The .cpp file is compiled using:

library(Rcpp)  
PKG_LIBS <- sprintf('-Wl,-rpath,/usr/local/cula/lib64 -L/usr/local/cula/lib64 -lcula_lapack %s $(LAPACK_LIBS) $(BLAS_LIBS) $(FLIBS)', Rcpp:::RcppLdFlags()) 
PKG_CPPFLAGS <- sprintf('-I/usr/local/cula/include %s', Rcpp:::RcppCxxFlags())  
Sys.setenv(PKG_LIBS = PKG_LIBS , PKG_CPPFLAGS = PKG_CPPFLAGS) 
R <- file.path(R.home(component = 'bin'), 'R') 
file <- 'path/gpuQR_inc.cpp'
cmd <- sprintf('%s CMD SHLIB %s', R, paste(file, collapse = ' '))
system(cmd)

where I set the appropriate path to culatools.

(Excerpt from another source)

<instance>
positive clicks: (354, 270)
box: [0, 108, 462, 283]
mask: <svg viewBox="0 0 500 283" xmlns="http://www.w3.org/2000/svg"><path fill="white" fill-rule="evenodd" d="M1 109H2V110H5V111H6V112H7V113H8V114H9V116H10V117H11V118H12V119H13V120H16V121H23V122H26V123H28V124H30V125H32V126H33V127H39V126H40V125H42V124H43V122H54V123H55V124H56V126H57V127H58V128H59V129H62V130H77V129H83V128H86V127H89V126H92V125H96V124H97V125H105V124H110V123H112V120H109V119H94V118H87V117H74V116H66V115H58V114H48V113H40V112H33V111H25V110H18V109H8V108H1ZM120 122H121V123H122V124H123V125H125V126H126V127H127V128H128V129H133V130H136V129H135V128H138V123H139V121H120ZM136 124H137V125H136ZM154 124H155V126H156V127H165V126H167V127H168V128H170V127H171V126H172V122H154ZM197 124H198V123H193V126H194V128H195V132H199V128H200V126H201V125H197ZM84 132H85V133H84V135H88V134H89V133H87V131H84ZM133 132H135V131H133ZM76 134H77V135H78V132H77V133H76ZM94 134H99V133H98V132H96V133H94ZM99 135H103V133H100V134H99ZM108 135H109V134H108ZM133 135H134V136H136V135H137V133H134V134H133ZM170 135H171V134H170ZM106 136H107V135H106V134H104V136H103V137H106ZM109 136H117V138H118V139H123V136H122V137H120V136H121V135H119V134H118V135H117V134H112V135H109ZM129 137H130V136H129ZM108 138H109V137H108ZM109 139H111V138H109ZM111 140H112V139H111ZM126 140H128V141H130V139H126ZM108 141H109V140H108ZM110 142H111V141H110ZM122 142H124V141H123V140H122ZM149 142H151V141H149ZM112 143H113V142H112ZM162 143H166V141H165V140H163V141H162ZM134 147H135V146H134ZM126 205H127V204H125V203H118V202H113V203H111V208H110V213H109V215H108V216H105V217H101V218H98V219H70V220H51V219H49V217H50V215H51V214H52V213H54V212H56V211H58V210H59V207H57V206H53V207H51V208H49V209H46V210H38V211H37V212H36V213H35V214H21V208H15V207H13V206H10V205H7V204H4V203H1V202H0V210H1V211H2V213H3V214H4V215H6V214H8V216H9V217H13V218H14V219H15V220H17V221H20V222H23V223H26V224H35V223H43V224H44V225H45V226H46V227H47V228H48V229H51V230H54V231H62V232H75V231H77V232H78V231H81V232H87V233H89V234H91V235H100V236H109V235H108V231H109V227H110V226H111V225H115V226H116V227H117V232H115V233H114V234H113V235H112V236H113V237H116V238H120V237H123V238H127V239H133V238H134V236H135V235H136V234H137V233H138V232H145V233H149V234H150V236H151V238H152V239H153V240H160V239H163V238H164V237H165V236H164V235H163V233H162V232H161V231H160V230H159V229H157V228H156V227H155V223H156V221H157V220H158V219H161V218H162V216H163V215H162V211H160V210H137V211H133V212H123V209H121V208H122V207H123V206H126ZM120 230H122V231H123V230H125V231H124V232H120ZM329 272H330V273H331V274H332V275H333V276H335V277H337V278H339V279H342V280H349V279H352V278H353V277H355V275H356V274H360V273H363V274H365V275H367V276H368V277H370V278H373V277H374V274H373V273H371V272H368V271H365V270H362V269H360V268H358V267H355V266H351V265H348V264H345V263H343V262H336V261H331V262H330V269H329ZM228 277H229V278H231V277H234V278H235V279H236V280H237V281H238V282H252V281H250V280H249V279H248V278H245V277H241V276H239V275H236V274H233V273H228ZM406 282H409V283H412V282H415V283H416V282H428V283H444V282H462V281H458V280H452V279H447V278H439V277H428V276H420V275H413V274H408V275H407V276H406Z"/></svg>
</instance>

The whole thing does not run faster, but there is no need any longer to compile the shared library linking to culatools and dynamically loading it.

I think that this is a nice alternative to the gputools R-package to extend R with C++ and perform linear algebra operations on the GPU.